Boys make less progress than girls when work in class is not challenging enough. Leaders are aware that there needs to be a more consistent approach to ensuring that all pupils are provided with work that matches their individual needs. ? School assessment information suggests that while girls are likely to make more progress than boys in the 2019 GCSE examinations, the gap between them reduces for the current Year 10 pupils.

The gap between girls and boys reduces further for pupils in key stage 3. Leaders believe that this is as a result of a new plan for teachers' professional development. This includes a peer-observation programme to enable the most effective teachers to work directly with their colleagues, leading to a more consistent approach to teaching.

Leaders rightly state that this requires further development so that all teachers can deliver high-quality learning opportunities for pupils. ? Finally, we looked at what leaders have done to ensure consistently strong progress in the sixth form. This was because there were some inconsistencies in outcomes in 2018 and students on vocational programmes made significantly less progress compared with their peers on academic courses.

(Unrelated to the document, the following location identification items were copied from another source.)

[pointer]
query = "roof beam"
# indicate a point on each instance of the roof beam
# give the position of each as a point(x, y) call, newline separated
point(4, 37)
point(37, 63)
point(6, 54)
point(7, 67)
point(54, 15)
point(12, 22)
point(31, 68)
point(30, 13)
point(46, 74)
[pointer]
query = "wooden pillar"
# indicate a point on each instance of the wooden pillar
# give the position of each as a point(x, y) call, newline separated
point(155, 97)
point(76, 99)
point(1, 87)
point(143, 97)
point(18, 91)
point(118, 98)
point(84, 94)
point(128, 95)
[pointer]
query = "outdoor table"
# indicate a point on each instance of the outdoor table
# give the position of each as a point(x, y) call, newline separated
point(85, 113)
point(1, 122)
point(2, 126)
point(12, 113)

• Leaders have an accurate view of the relative strengths and areas for improvement in the sixth form. Intervention programmes have been implemented in response to any identified weakness in subject provision along with a more robust system for tracking students' progress. As a result, school assessment information indicates that progress in 2019 will be stronger for both vocational and academic programmes.

For example, we saw some highly effective support for Year 13 vocational students. The teachers planned effectively to provide appropriate tasks which accurately matched students' ability. As a result, students were supported in becoming more independent learners and they made strong progress.

Leaders rightly identify the need to make such practice consistent across all subjects. ? Students were positive about their experience in the sixth form and the level of support they received for their studies and future development. Typical of many, one student said, 'Lessons are hard enough but not so much it scares you off.'

The school is proud of the very high number of students who go on to study at university or undertake training after leaving school. Students feel listened to and appreciate the opportunities to become involved in the wider life of the school, for example as academic mentors to younger pupils. Next steps for the school Leaders and those responsible for governance should ensure that: ? pupils of all abilities, and particularly boys with middle prior attainment, make rapid progress by planning activities in all lessons which are consistently well matched to pupils' needs ? the strategy to ensure that all pupils have excellent attendance is sustained ? the behaviour policy is applied consistently to reduce the level of fixed-term exclusions further.

I am copying this letter to the chair of the governing board, the regional schools commissioner and the director of children's services for Sutton. This letter will be published on the Ofsted website. Yours sincerely David Boyle Ofsted Inspector Information about the inspection During the inspection, we held meetings with you, senior and middle leaders, including those responsible for safeguarding, to discuss the work of the school.

I also held a separate meeting with representatives of the governing body. We held informal conversations with pupils and staff. We visited 20 classes jointly with members of your senior leadership team, across all key stages.

We analysed a range of documentation, including: the school's self-evaluation and aspects of the development plan; assessment and attendance information; safeguarding information; and school policies and procedures. We checked information on the school's website. We considered the views of 109 parents who replied to Ofsted's online survey, Parent View, as well as the views of 62 staff and 484 pupils who responded to the Ofsted survey.